Storing the Children

Now that we have a value object that can utilize common operators like addition, subtraction, multiplication, and divison, we want to make sure that we can track the children of these operations. This will come in handy when we start graphing and would like to see the genealogy of the operation.

Lets start by creating a place to store our operands. We store a tuple as our children since each operation will have at most 2 operands. Storing the tuple as a set for speed optimization.


class Value:

    def __init__(self, value = 0, op = "", children = ()) -> Value:
        self.value = value
        self.op = op
        self.children = set(children)
    
    ...

Lets see how to implement this with the addition operation. Modify the __add__() method to include the following:


def __add__(self, other) -> Value:
        other = other if isinstance(other, Value) else Value(other)

        out = Value(self.value + other.value, "+", (self,other))

        return out

We can now modify the rest of the methods in a similar way. Resulting in this semi-final* class:


class Value:
    pass

class Value:

    def __init__(self, value = 0, op = "", children = ()) -> Value:
        self.value = value
        self.op = op
        self.children = set(children)

    def __add__(self, other) -> Value:
        other = other if isinstance(other, Value) else Value(other)
        out = Value(self.value + other.value, "+", (self,other))
        return out

    def __mul__(self, other) -> Value:
        other = other if isinstance(other, Value) else Value(other)
        out = Value(self.value * other.value, "*", (self,other))
        return out

    def __pow__(self, other) -> Value:
        assert isinstance(other, (float, int))
        out = Value(self.value ** other, "exp {}".format(other), (self, ))
        return out

    def __truediv__(self, other) -> Value:
        other = other if isinstance(other, Value) else Value(other)
        out = Value(self.value / other.value, "/", (self, other))
        return out

    def __sub__(self, other) -> Value:
        return self + (-other)

    def __neg__(self) -> Value:
        return self * -1

    def __repr__(self) -> str:
        return "Value({})".format(self.value)    

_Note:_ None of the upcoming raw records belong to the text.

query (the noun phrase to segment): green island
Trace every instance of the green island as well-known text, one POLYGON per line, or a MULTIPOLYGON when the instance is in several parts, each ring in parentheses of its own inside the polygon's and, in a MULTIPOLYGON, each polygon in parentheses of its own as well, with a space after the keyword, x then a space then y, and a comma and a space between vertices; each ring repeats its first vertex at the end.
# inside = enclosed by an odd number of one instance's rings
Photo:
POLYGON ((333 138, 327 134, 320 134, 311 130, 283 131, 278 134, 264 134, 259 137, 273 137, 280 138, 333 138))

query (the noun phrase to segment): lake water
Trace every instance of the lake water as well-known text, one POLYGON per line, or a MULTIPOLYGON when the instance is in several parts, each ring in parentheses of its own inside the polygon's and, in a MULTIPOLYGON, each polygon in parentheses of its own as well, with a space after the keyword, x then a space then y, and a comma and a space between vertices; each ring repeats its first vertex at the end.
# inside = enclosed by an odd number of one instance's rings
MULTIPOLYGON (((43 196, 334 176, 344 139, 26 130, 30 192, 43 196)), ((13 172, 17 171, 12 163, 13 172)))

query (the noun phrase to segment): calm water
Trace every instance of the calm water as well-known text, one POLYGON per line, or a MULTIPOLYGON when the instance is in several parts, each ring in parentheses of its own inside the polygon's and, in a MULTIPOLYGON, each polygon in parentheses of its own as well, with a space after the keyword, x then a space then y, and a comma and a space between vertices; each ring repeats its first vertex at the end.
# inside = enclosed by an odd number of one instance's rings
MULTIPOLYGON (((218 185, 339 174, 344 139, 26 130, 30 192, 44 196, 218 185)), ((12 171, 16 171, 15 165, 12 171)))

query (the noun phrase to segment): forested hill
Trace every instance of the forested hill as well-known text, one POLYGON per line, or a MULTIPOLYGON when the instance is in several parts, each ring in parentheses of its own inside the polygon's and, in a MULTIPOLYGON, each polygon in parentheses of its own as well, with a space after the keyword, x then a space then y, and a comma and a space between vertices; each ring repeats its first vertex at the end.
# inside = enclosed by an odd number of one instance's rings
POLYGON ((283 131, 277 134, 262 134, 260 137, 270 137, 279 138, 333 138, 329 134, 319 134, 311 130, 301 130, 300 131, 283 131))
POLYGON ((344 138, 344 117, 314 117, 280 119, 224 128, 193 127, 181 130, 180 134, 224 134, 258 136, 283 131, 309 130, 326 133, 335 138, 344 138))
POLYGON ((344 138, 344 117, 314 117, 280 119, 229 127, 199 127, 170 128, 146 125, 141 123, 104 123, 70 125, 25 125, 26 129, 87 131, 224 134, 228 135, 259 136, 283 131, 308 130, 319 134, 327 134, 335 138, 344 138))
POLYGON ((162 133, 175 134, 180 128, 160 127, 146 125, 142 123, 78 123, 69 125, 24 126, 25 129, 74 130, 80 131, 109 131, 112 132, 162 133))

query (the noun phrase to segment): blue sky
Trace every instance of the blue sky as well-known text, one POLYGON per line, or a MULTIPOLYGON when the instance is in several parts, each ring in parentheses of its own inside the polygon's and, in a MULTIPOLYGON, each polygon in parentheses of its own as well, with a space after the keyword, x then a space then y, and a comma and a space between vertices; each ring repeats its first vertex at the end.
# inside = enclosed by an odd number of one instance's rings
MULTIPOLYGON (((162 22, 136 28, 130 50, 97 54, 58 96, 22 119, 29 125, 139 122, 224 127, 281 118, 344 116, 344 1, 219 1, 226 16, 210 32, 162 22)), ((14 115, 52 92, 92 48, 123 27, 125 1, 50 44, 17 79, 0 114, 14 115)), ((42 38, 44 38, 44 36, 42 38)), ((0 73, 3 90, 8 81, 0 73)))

    def __radd__(self, other) -> Value:
        return self + other

    def __rmul__(self, other) -> Value:
        return self * other

    def __rsub__(self, other) -> Value:
        return other + (-self)

    def __rtruediv__(self, other) -> Value:
        return Value(other) / self


Conclusion

So far we have created a Value object that can store numbers and conduct some arithmetic operations. It can also store its children, which are the operands of each operation. In the next post we will be implementing a graphing solution so we can better visualize these children-parent relationships.

We will also be modifying our Value object with gradient descent and ReLU in the next section. Transforming this from a simple numbers library, into something a neural network might be able to use.